INSTALL OSQUERY ON WINDOWS INSTALL
Install the osquery service with the manage-osqueryd.ps1 script. Running osquery as user, admin and SYSTEM. Create the flagfile under SYSTEM account.
INSTALL OSQUERY ON WINDOWS FULL
The query below returns the users that are present on the system and each one's user ID, group ID, home directory, and default shell. Relax the permissions to the point that all files had Everyone with full permissions (I had to add -allowunsafe ). Now that you have all the required information from the table, the schema, and the items to query, run your first SQL query to view the information. | cid | name | type | notnull | dflt_value | pk | To drive home the point, use the following command to see the schema for the RPM packages and compare the information with rpm -qa and rpm -qi operating system commands: (I'll use version 4.7.0 in these examples.)ĬREATE TABLE processes ( `pid ` BIGINT, `name ` TEXT, `path ` TEXT, `cmdline ` TEXT, `state ` TEXT, `cwd ` TEXT, `root ` TEXT, `uid ` BIGINT, `gid ` BIGINT, `euid ` BIGINT, `egid ` BIGINT, `suid ` BIGINT, `sgid ` BIGINT, `on_disk ` INTEGER, `wired_size ` BIGINT, `resident_size ` BIGINT, `total_size ` BIGINT, `user_time ` BIGINT, `system_time ` BIGINT, `disk_bytes_read ` BIGINT, `disk_bytes_written ` BIGINT, `start_time ` BIGINT, `parent ` BIGINT, `pgroup ` BIGINT, `threads ` INTEGER, ` nice ` INTEGER, `is_elevated_token ` INTEGER HIDDEN, `elapsed_time ` BIGINT HIDDEN, `handle_count ` BIGINT HIDDEN, `percent_processor_time ` BIGINT HIDDEN, `upid ` BIGINT HIDDEN, `uppid ` BIGINT HIDDEN, `cpu_type ` INTEGER HIDDEN, `cpu_subtype ` INTEGER HIDDEN, `phys_footprint ` BIGINT HIDDEN, PRIMARY KEY ( `pid ` ) ) WITHOUT ROWID Install the latest version for your operating system by following its installation instructions.

Osquery is available for Linux, macOS, Windows, and FreeBSD. Many applications that handle security, DevOps, compliance, and inventory management (to name a few) depend upon the core functionalities provided by Osquery at their heart.
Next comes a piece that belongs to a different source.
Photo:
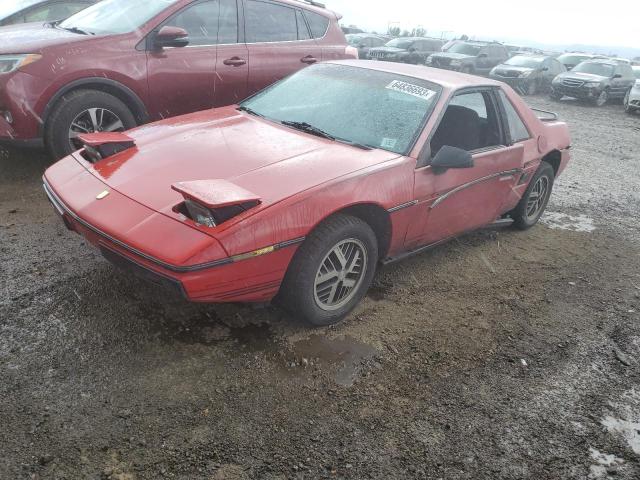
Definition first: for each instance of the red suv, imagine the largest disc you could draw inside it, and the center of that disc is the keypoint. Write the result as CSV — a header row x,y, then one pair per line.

Imagine that you could query the output of the ps and rpm commands as if you were querying an SQL database table with similar names.įortunately, there is a tool that does just that and much more: Osquery is an open source "SQL powered operating system instrumentation, monitoring, and analytics framework."

It would be helpful to view all of this information formatted like the output of a database SQL query.